In the operating method of the word analysis unit of claim 1,
extracting only words from the sentences extracted in the STT step;
a preprocessing step of removing unused words from the extracted words;
counting the number of extracted words;
Visualizing the counted words as a word cloud;
storing coefficient data;
converting a relationship between words according to frequency into a vector in order to analyze the relationship between the extracted words;
and generating a learning model using the transformed vector values.

In the method of operation of the pitch analysis unit, the intonation analysis unit, and the speed analysis unit of claim 1,
Measuring the amplitude of the sound by reading the speaker's voice or voice data from a stored voice file to show a method for analyzing the volume, speed of speech, and intonation;
changing the measured sound amplitude to a decibel value;
storing the converted sound level;
calculating the number of words by searching for a section in which the loudness varies greatly according to the loudness of the sound;
storing the number of words per reference time;
converting voice data into a frequency domain;
counting voice data for each frequency;
determining intonation by analyzing sound characteristics using sound size, number of words, and frequency distribution data;
A method of operating a pitch analysis unit, an intonation analysis unit, and a speed analysis unit, comprising the step of classifying a speaker based on the analyzed intonation.

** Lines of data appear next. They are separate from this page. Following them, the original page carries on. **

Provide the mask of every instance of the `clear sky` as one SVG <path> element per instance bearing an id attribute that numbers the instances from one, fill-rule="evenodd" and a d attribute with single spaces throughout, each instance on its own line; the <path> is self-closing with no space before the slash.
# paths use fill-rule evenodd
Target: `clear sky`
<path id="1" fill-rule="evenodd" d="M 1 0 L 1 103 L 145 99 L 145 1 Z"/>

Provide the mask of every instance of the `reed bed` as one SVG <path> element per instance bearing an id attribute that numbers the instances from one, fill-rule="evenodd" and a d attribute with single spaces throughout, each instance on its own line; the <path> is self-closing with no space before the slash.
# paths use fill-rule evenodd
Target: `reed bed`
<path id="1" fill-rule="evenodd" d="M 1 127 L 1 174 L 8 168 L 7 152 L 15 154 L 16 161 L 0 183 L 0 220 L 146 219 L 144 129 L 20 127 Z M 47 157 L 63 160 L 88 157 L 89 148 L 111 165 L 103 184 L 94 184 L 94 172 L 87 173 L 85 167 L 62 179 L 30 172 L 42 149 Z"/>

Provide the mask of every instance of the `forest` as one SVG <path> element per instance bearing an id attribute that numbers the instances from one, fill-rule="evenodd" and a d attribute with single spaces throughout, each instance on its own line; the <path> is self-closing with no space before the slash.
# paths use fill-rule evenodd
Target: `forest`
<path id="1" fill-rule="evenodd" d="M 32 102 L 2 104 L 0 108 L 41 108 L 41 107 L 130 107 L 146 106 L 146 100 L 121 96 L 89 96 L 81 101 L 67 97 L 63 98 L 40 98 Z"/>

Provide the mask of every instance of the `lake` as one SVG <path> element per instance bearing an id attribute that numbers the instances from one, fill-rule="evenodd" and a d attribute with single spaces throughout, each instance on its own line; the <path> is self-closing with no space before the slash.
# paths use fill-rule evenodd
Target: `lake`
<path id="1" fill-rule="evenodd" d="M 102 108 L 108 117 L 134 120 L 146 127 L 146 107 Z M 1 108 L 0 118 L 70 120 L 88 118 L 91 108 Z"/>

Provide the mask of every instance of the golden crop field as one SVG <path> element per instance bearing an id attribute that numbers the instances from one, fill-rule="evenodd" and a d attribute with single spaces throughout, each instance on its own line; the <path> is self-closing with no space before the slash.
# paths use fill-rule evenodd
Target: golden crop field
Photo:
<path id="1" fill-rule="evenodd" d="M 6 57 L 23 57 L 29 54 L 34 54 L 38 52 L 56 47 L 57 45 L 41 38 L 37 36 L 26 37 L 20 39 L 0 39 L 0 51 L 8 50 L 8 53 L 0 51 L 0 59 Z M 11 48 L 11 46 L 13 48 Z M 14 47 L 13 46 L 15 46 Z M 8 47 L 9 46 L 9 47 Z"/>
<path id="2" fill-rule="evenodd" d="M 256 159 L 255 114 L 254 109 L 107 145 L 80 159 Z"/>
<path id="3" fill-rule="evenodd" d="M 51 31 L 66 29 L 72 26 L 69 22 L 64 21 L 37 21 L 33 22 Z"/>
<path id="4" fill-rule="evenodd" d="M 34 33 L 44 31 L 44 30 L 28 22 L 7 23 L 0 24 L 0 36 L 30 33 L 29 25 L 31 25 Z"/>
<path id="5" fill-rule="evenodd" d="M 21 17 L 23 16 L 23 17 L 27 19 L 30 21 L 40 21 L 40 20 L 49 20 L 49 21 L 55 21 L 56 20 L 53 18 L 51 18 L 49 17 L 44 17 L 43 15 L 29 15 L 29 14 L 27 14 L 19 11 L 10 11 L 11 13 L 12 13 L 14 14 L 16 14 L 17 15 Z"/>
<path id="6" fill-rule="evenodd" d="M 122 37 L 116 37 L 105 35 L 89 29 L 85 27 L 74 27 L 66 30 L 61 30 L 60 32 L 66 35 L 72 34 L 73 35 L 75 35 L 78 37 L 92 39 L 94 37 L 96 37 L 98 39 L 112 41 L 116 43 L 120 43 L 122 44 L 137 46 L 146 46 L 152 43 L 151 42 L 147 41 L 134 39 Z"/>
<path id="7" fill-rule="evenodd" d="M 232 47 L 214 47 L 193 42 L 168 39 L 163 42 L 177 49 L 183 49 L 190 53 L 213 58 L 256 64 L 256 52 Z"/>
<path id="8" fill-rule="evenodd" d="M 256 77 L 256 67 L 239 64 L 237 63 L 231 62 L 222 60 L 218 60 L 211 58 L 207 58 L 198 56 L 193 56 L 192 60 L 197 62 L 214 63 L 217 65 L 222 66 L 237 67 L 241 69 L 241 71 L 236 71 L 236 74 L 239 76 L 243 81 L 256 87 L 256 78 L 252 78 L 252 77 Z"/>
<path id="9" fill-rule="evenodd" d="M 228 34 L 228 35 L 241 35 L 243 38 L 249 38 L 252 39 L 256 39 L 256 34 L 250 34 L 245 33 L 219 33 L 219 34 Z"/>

In the method of operation of the evaluation unit and the recommendation unit of claim 1,
It shows an evaluation and feedback method based on similarity, word used, size, speed, and intonation data, comprising: inputting the similarity, word used, size, speed, and intonation analyzed in the previous step;
evaluating and outputting the speaker's speech level by applying the input data to the learning model;
An operation method of an evaluation unit and a recommendation unit, comprising the step of analyzing the evaluation result and giving feedback to the speaker.